I also don't remember your exact verbage, but a few days back when replying to someone else about how a typical contract would be structured, you mentioned that if the yield is under x percent (maybe you used 20% in your example?) than the wafer would be free. I don't know how many dice Nvidia could get if they were able to get 100% usable silicon from a wafer, but assuming TSMC's process is so borked now, wouldn't they be able to get a good number of parts free right now, and than assuming TSMC gets the process fixed over the next few weeks Nvidia would still get enough Fermi dice to sell for the margins they want?
Neither TSMC nor Nvidia are idiots, of course, so those threshold yield numbers are going to account for the reality of attempting to yield much larger die when it comes to thresholds between the tiered payouts. Otherwise everyone would shoot for 600mm^2 die so they can get that one functional chip per wafer for free.
The other issue here is that its not just a matter of yields but also a matter of capacity. Even if Nvidia were looking at 10 free chips per wafer if all they have access to are 1000 wfrs per month they aren't about to have any kind of volume worth the cost of the infrastructure that must be setup to support releasing a SKU.

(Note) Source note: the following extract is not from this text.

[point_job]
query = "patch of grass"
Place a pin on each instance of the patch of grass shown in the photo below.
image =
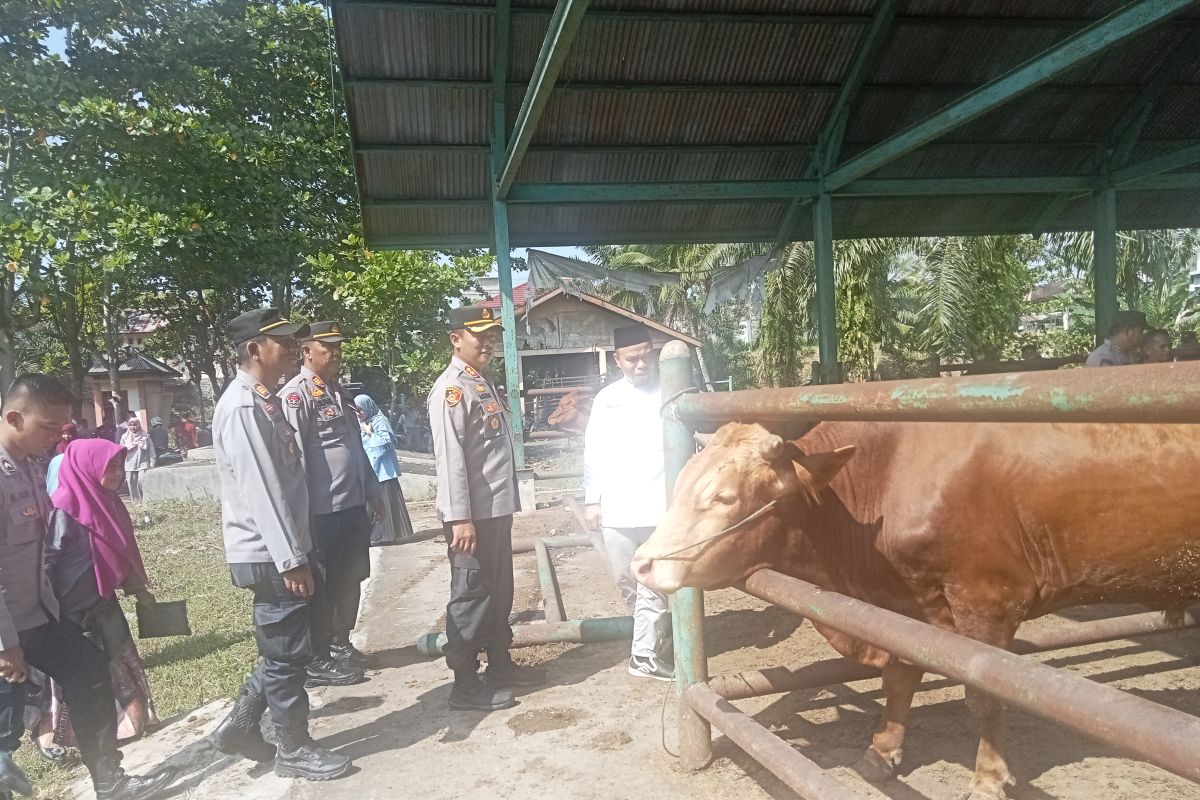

Also there are additional risks equals money to characterize, quantify, and mitigate if necessary) involved with chips from low-yielding wafers in that there is rather good precedence for low-yielding wafers to also have lifetime quality issues for the few good chips. Nvidia (nor AMD, or anyone for that matter) wants to seed the market with a handful of chips gathered off of questionable wafers which have high(er) risk of dying early in the field.
For example, one type of lifetime reliability issue that is related to GOI (gate oxide integrity) is so sensitive that if a single chip on a wafer results in a positive for this issue the entire wafer is scrapped even if the remaining chips test out as being fine.
Its a cost of elevating the
false-negative rate versus profit-loss of missing out on selling on few true-positives trade-off.
When buying a car the last thing you'd want to find out is that the car assembly line that produced your car is so bad that yours was only one of only five cars out of a 100 assembled that day which actually passed Q&A...you'd probably spend the rest of your life wondering what is wrong with your car too that the Q&A probably missed given how crappy the production standards are at the plant that results in 95% reject rate.
Its the same with businesses, they don't like the idea of elevating their risk of customer returns by shipping a few more true-positives on wafers that had a lot of bad die so they will just assume the remaining handful of true-positives (seemingly good die based on testing) on the wafer are actually all false-negatives (would have tested out as being bad chips had they undergone more rigorous/costly lifetime quality testing).
(note - I am intentionally glossing over a LOT of the details and fine print here for the sake of brevity)
The article on techreport (
http://www.techreport.com/articles.x/17815/4) puts GF100 with a core of 650 MHz, 1700 MHz for the shaders and 4200 MHz for the memory (201.6 GB/s) with 512 CUDA cores.
The shaders clock seem quite aggressive considering the Tesla parts seem to be clocked at 1200 MHz.
With this raw data and no idea of what architecture tweaks will do to GF100 vs GT200 and considering both RV770 and RV870, it seems that 20-30% should be the top performance increase over the 5870. In the article they say something along the lines of GF100 being up to GTX 285 SLI speeds.
So, GF100 up 20% faster than 5870 seems reasonable. With that, it seems 5970 will be faster than the GF100 by a decent margin.
If its going to have 50% more transistors it sure the heck better have a skosh better performance.
Quick question for the folks who are paying attention to performance numbers of Evergreen family...if we set aside the topic of RV770 vs. Juniper and why shrinking RV770 seems to have resulted in a less efficient architecture at this time and instead just focus on the performance scaling of a 166mm^2 1.04B xtor Juniper to a 334mm^2 2.15B xtor Cypress where would we expect the performance of a hypothetical 3.0B xtor Evergreen-class GPU to fall in terms of being 10% or 30% or 50% faster than Cypress?
Would the performance scale out to basically be the equivalent of a Juniper+Cypress or is the scaling efficiency of the Evergreen architecture not that high?